Setiap pengkhianatan yang dilakukan pemimpin akan membawa manusia pada jurang kehancuran. Coba saja lihat, bagaimana SDA yang melimpah justru dinikmati asing, sedangkan rakyat di dalam negeri kelaparan. Bagaimana para koruptor bisa melenggang bebas padahal sudah merampok uang rakyat dalam jumlah yang melampaui akal sehat. Betapa susahnya rakyat, ketika sedang prihatin karena pandemi, iuran BPJS dan tarif listrik justru dinaikkan. Pemerintah juga dengan leluasa membuka pintu untuk TKA, sementara rakyatnya sendiri banyak yang masih menganggur.

Ketika penguasa menyerahkan harta milik rakyat kepada para kapitalis apalagi asing, juga menghalangi rakyat dari apa yang menjadi hak mereka, maka saat itu dia mengkhianati rakyat. Ketika penguasa mengangkat seseorang menjadi pejabat atau petugas yang mengurusi rakyat, sementara ada orang lain yang lebih layak, lebih punya kapasitas dan kapabilitas, lebih amanah, dan dia tahu itu, maka penguasa itu pun telah berkhianat. Ketika penguasa atau pejabat itu korupsi, melakukan manipulasi, menerima suap, dan mengambil harta secara tidak syar'i, itu juga termasuk berkhianat.

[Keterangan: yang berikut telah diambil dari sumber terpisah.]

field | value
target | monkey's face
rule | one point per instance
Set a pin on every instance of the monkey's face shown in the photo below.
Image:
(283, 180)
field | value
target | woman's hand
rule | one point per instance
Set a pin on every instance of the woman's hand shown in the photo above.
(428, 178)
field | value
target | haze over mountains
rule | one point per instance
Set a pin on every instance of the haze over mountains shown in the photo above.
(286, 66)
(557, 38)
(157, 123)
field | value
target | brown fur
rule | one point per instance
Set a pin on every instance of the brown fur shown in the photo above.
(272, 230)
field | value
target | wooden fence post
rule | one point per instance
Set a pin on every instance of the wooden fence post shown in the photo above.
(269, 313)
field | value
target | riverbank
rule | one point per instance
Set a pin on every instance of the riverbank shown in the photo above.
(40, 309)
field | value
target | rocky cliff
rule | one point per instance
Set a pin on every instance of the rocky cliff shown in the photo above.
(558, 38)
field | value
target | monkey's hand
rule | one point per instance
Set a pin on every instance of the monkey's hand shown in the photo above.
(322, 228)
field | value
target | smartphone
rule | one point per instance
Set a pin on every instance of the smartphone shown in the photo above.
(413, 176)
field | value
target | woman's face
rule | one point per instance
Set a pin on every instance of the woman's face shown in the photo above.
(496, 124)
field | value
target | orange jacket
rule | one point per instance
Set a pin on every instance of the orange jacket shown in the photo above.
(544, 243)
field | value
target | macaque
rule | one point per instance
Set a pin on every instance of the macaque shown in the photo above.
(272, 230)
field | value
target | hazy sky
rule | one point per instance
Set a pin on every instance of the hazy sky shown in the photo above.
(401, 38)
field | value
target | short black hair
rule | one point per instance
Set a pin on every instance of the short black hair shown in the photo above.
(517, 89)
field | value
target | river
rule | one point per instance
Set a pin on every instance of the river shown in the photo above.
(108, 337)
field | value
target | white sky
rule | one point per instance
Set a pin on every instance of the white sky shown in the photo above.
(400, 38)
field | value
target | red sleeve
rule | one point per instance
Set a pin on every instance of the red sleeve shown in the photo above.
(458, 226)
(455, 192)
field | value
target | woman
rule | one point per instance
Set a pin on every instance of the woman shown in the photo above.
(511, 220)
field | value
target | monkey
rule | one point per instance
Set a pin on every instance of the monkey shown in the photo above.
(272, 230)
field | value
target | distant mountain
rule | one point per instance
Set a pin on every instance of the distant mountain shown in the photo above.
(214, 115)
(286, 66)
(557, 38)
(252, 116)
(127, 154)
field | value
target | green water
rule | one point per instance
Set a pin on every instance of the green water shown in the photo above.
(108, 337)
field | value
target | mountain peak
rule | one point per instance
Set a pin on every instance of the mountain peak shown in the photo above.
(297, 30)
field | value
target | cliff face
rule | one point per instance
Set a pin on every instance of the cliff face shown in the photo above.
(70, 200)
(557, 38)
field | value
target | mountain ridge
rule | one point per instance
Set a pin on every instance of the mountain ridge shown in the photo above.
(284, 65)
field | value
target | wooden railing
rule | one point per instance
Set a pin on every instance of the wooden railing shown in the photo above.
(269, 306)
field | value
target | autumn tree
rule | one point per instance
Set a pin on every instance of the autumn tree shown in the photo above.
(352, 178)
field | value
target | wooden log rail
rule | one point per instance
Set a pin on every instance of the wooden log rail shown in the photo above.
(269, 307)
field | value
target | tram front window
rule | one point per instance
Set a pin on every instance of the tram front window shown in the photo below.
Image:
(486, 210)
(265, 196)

Kebijakan yang dikeluarkan pemimpin pengkhianat bukan untuk rakyatnya, melainkan demi kepentingan para pemilik modal. Membuat seribu macam dalih untuk menipu rakyatnya sendiri. Dengan entengnya berbohong dan membuat imej seolah peduli dengan rakyat kecil.  Dikatakan bahwa kebijakan dan aturan tersebut demi kebaikan rakyatnya. Padahal sejatinya untuk membela para elit kapitalis yang mengendalikan kekuasaan.
Maka tak heran jika kebijakan tersebut justru malah membuat rakyat sengsara dan menderita. Hidup di tengah kemiskinan, meski SDA melimpah ruah. Kaya raya tapi bukan milik sendiri karena sudah dijual ke asing. Rakyat menjadi buruh di negeri sendiri. Bergelimang dengan utang trilyunan jumlahnya, yang harus dibayar bagaimanapun caranya.

Kemaksiatan merajalela tak terkendali akibat dari penerapan sistem yang rusak. Pergaulan bebas, perzinaan, lgbt, miras dan kriminalitas lainnya adalah buah sistem sekuler yang memisahkan agama dari kehidupan. Inilah biang dari segala permasalahan yang terjadi dalam kehidupan manusia. Hingga memandang kehidupan dari sudut pandang kemanfaatan, bukan dari halal-haram.
Kehidupan semacam ini karena pemimpin yang mengkhianati aturan Allah. Ia tidak menjalankan hukum yang diturunkan Allah SWT. Sehingga telah menjadikannya sebagai penguasa yang bodoh (ruwaibidhah) yang menjadi alat untuk menjalankan skenario kafir Barat. Bahkan berada pada garda terdepan untuk membela peradaban Barat yang dibangun berdasarkan sistem sekuler kapitalisme. Sungguh tak berkah.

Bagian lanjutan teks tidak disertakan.